Q3: Clarification of the LoRA selection during inference.
Different LoRA selecting strategies are applied to the Stable Diffusion layers (i.e. Spatial attention layers) and the AnimateDiff layers (i.e. Temporal attention layers). For Stable Diffusion layers, as our model inherits the capability of AnimateDiff to adapt various LoRAs, we use different LoRAs that best fit the task in different experiments. In the quantitative experiments, RealEstate10K’s LoRA is used for RealEstate10K’s test case, and WebVid10M’s LoRA is used for WebVid10M’s test case; In the qualitative experiments, without specification, RealisticVision’s LoRA is applied for its great performance to generate high-quality images/videos. For temporal attention layers, the LoRA from CameraCtrl is used in all experiments.

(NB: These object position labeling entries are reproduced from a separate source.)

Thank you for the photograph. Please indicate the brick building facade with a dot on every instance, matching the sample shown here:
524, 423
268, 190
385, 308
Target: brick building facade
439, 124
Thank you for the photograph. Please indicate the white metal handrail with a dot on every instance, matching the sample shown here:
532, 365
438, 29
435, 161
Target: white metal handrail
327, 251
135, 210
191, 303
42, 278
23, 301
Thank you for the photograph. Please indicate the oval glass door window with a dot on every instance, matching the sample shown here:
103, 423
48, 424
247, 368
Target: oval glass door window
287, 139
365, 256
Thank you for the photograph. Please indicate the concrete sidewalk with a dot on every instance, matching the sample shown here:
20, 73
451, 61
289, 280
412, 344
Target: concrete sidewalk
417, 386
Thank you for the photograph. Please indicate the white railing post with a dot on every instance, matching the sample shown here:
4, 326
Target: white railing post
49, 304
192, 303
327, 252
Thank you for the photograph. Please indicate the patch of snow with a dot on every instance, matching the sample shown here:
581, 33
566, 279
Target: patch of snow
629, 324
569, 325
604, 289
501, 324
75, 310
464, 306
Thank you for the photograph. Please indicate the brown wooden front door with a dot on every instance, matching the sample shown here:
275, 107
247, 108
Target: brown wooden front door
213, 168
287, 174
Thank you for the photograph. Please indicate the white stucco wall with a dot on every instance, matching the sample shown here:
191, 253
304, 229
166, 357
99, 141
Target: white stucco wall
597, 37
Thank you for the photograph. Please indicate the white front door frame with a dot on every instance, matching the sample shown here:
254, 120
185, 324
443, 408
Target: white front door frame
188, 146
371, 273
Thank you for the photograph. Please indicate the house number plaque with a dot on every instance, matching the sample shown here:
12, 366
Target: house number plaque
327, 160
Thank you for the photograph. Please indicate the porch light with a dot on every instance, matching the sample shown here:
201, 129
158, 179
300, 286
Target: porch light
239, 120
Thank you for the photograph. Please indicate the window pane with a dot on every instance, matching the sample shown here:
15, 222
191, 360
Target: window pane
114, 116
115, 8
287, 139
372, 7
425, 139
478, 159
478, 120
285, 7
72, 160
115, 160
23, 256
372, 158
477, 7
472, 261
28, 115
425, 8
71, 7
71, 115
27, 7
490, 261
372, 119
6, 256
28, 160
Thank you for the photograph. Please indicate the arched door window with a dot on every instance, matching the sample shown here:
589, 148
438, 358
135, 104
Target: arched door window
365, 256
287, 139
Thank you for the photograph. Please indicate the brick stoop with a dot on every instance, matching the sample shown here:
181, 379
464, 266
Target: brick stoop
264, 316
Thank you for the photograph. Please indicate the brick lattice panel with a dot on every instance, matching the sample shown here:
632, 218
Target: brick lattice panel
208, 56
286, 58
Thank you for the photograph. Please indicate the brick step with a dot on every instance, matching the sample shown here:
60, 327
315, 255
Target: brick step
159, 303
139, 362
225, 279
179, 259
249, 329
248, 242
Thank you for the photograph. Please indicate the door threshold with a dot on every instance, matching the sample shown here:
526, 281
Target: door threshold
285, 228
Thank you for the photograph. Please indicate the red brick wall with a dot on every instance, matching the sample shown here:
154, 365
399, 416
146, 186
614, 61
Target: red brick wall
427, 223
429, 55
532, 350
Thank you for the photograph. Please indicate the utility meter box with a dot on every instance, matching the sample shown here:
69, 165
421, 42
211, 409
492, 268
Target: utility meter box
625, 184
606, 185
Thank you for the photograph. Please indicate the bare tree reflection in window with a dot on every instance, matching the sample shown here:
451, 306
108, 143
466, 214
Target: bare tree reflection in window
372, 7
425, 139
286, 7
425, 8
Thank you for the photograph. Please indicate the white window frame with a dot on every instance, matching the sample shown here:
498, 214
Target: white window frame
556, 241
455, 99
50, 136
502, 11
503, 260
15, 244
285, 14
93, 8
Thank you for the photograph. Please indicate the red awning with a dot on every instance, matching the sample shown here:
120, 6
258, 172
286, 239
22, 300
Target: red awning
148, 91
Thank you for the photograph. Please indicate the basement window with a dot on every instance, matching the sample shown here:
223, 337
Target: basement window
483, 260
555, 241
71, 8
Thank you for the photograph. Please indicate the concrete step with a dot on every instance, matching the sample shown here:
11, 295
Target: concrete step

The reviewers raised concerns mainly about the training strategy's clarity, the mathematical derivations' correctness, the integration and generalization of LoRA modules during inference, and the lack of ablation studies to evaluate the impact of key components. They also suggested including recent related works on consistent multi-view content generation.
The authors responded comprehensively by clarifying the training phases, explaining the epipolar attention mechanism and LoRA selection process, addressing the derivation issues, and providing additional comparisons and qualitative results. They also acknowledged the need for more discussions on related works and ablation studies, which they committed to addressing in their revision.
The ACs agree that the authors have adequately addressed the concerns, and the paper should be accepted.